Recuerdo pasar las hojas con pecaminosa prisa. Por entonces, el sexo todavía producía muchas risitas, aunque era mayor la incomodidad de nuestros padres que la nuestra. Más que protegernos ellos del sexo, hacíamos lo contrario: escondíamos nuestras inquietudes, nuestras pajas, porque entendíamos que el tema sofocaba y angustiaba a la generación que creció con la idea de que el sexo era una cosa sucia, de la que mejor no se hablaba.


Pero ahí estaba ese libro.
Mi padre debió tener muchos enigmas acerca de la sexualidad y, por eso, adquirió ese volumen. No sé si lo haría en busca del erotismo o para responder a sus quimeras. Porque fuera el sexo sucio o no, había que hacerlo. Para tener hijos, para hacer feliz a la esposa, para atreverse a ser feliz uno mismo.
Recuerdo algunos fragmentos del libro. "Los amantes entran en estado de nirvana". Así describía una de las fases del coito.
Esto debí leer después del suicidio de Kurt Cobain, porque la palabra "nirvana" no me era ajena. El tono del libro era horrendo por aleccionador y moralista; estaba escrito por un médico que más bien sermoneaba. Tenía un apartado delirante dedicado a las "perversiones sexuales", donde no faltaba la homosexualidad. Aún no tenía demasiado clara la mía y aquello ya me resultó descacharrante por ofensivo.
Me masturbé con la descripción que hacía del coito. "Los amantes entran en estado de nirvana". Me imaginaba a mí mismo follando e inclinando la cabeza hacia atrás, de absoluto y puro placer, ascendiendo a lo metafísico.
Antes del porno, los libros eran la única manera de conocer el sexo sin practicarlo. En épocas reprimidas, en edades no autorizadas, más aún. ¿A quién le vas a preguntar? Sólo los libros tienen todas las respuestas. Tienen hasta lo que no quieres saber.
De aquella época, también recuerdo un pasaje de El ladrón de cuerpos, de Anne Rice, en el que Lestat le hace un cunnilingus a una mujer. Que lo recuerde tan vívidamente es significativo, porque es algo que jamás he hecho ni tengo intención de hacer.
De manera curiosa, el libro que estoy leyendo ahora, Cuando cae la noche, de Michael Cunningham, también tiene un episodio de cama donde se describe a un marido practicándole sexo oral a su esposa.

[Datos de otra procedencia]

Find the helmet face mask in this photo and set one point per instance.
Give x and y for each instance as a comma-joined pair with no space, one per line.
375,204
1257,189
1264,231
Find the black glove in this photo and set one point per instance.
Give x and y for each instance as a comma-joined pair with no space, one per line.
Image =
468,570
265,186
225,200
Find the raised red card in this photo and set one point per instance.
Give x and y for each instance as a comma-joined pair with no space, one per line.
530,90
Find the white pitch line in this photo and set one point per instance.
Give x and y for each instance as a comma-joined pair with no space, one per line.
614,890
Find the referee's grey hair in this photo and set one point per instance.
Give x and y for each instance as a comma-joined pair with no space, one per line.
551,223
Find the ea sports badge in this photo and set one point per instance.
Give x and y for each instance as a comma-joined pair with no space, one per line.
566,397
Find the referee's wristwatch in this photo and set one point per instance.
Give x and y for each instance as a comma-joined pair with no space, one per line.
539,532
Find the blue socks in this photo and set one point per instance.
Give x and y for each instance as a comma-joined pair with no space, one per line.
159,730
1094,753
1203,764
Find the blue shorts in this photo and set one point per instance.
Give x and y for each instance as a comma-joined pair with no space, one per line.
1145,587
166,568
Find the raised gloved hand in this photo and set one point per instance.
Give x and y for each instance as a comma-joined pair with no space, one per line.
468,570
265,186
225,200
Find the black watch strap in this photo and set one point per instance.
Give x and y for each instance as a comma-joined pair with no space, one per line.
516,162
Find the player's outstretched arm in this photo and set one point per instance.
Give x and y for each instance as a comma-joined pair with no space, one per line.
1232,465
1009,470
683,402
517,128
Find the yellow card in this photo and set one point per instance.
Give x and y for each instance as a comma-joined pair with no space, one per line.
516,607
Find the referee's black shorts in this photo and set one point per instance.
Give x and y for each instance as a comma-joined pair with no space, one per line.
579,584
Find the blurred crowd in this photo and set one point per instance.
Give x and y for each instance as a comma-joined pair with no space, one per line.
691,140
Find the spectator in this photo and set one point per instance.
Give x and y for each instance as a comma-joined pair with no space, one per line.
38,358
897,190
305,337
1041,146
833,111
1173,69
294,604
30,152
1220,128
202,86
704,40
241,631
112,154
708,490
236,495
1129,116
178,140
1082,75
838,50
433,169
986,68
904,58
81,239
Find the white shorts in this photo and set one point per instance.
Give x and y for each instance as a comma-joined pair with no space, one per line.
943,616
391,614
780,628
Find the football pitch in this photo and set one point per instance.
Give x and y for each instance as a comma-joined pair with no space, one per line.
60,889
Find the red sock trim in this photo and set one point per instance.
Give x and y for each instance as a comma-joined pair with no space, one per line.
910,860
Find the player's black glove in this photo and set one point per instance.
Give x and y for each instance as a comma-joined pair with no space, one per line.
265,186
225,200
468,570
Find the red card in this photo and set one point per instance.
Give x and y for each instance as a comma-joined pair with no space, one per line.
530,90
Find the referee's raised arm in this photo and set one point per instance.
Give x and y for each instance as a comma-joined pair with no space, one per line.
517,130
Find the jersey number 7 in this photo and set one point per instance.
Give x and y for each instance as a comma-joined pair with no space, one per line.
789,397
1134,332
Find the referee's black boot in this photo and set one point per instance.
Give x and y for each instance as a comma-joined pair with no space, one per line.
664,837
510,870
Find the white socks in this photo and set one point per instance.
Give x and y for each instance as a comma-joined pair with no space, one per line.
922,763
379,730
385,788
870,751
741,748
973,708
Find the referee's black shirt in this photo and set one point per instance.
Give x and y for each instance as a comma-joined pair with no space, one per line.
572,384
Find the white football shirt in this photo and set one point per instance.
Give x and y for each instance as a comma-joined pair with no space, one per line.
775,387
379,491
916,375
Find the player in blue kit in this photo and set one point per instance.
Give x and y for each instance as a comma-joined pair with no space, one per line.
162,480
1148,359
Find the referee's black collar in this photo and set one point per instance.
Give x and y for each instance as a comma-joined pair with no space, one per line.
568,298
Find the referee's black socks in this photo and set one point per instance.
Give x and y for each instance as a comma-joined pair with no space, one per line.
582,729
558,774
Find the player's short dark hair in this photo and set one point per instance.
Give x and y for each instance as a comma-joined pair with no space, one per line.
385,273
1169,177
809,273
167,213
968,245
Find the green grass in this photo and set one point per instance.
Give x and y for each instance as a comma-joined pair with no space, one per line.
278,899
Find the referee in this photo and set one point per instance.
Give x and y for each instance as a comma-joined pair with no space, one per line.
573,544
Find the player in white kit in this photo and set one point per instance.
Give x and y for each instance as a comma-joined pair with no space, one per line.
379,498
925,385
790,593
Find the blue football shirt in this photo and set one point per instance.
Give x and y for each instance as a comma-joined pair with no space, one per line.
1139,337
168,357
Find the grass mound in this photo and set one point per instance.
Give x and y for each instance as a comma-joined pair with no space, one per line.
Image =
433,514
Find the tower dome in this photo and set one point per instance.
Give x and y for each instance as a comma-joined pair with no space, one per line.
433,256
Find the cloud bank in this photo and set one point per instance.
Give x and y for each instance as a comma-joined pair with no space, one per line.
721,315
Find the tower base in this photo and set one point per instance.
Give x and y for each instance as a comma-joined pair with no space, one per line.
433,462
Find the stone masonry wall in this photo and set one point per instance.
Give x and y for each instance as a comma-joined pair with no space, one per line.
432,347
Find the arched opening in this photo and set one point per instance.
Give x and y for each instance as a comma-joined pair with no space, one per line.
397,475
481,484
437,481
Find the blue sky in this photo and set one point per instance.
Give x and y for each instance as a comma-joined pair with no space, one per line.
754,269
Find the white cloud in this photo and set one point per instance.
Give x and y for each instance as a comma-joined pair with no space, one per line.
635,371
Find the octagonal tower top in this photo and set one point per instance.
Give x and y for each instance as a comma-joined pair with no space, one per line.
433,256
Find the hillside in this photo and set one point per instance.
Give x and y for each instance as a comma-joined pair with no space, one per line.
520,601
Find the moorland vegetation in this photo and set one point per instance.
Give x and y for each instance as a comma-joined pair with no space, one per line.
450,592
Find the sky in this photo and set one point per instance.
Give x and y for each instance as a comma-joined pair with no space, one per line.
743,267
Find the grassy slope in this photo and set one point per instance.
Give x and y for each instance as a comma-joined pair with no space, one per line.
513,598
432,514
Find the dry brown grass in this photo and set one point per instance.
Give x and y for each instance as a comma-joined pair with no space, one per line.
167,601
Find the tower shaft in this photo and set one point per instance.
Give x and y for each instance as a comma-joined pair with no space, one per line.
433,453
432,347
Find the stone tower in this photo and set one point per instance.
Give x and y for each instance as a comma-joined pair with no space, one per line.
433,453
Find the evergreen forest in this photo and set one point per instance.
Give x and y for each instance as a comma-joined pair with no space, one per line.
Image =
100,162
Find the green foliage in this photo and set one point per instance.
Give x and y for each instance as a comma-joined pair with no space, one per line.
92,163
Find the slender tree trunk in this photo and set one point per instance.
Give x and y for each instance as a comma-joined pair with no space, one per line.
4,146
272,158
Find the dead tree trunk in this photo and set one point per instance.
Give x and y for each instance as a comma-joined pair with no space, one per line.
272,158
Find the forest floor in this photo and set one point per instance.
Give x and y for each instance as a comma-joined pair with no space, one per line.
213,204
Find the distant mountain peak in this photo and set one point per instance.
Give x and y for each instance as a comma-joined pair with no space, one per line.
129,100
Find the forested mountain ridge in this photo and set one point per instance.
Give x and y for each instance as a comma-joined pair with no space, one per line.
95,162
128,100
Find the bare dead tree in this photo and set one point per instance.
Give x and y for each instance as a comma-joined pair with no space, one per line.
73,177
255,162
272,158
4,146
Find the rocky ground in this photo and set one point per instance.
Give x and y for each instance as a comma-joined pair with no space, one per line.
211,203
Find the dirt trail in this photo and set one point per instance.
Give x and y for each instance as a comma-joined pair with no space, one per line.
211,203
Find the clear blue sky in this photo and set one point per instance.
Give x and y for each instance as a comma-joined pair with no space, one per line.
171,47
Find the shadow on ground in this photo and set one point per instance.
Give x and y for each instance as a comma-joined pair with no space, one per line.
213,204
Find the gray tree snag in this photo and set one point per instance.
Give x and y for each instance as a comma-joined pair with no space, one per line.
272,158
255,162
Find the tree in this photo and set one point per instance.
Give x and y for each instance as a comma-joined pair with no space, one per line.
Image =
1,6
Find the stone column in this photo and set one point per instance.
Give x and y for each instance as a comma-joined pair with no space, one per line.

Lo leí con interés, porque el sexo es siempre un secreto, un enigma. Nunca me comeré un coño, pero siempre me intriga cómo se hace exactamente.
Porque dicen que el porno no lo enseña bien. Todavía muchos y muchas buscan las respuestas en los libros.
Hace una década, estuve trabajando en la librería de unos grandes almacenes y me viene a la cabeza uno de los clientes. Era un muchachón musculoso, un maromazo bien equipado, con la camiseta negra a reventar de tremendos bíceps. Un sueño pornográfico. Aún así, el caballero pedía libros sobre sexo. No libros eróticos, sino libros de cómo hacerlo, de cómo mejorar en la cama.
Como mi padre, como todos los hombres, el chico se sentía en el deber de equiparar su imagen de macho con su destreza entre las sábanas. El porno no le había servido de nada y su esposa/novia se lo había hecho notar.
La respuesta esperaba encontrarla en una guía escrita, a ser posible también ilustrada, que le diera unas pautas. Pero, más importante, que le dijera la verdad. Porque aquí está la creencia tan divulgada, tan comúnmente aceptada: las películas mienten, los libros dicen la verdad.
¿Dicen la verdad los libros? ¿Son las novelas el hilo que conduce a esa madeja que llamamos sexo? La literatura y el sexo están tan interrelacionados, que este post podría parecer una obviedad a los más intelectuales.
El acto de leer es un acto íntimo, sensorial y secreto, muy secreto. En las páginas de los libros se pueden contar cosas que no se pueden contar en casi ningún otro sitio. ¿Por qué quién lee, al fin y al cabo?


A ese respecto, no deja de sorprenderme recorrer ciertos clásicos del siglo XIX y encontrarlos mucho más picantes y honestos sobre la sexualidad humana que la mayoría de las películas y series que se produjeron cien años después. Novelas como Bel-Ami o Rojo y negro todavían calientan. Son fogosas y, más lo son, cuando sus escritores recurren con un arte insólito a un lenguaje que evita los términos evidentes, pero hace la descripción aún más ardiente. No es exactamente censura, es despertar al sexo con una caricia precisa, con una palabra adecuada.
Tampoco seamos bénevolos con el pasado. Si muchas novelas de siglos remotos nos hablan de que no hay nada nuevo bajo el Sol, muchos de sus autores fueron perseguidos, condenados y ajusticiados por la Iglesia y la moral pública. Y ya lo cuenta Stendhal en Rojo y negro: era pecado leer novelas. Cualquier novela.
Bien cierto es que la literatura siempre puede arriesgarse, dar el paso, porque es un acto directo, individual. Siempre habrá algún editor tan enfermo como el autor.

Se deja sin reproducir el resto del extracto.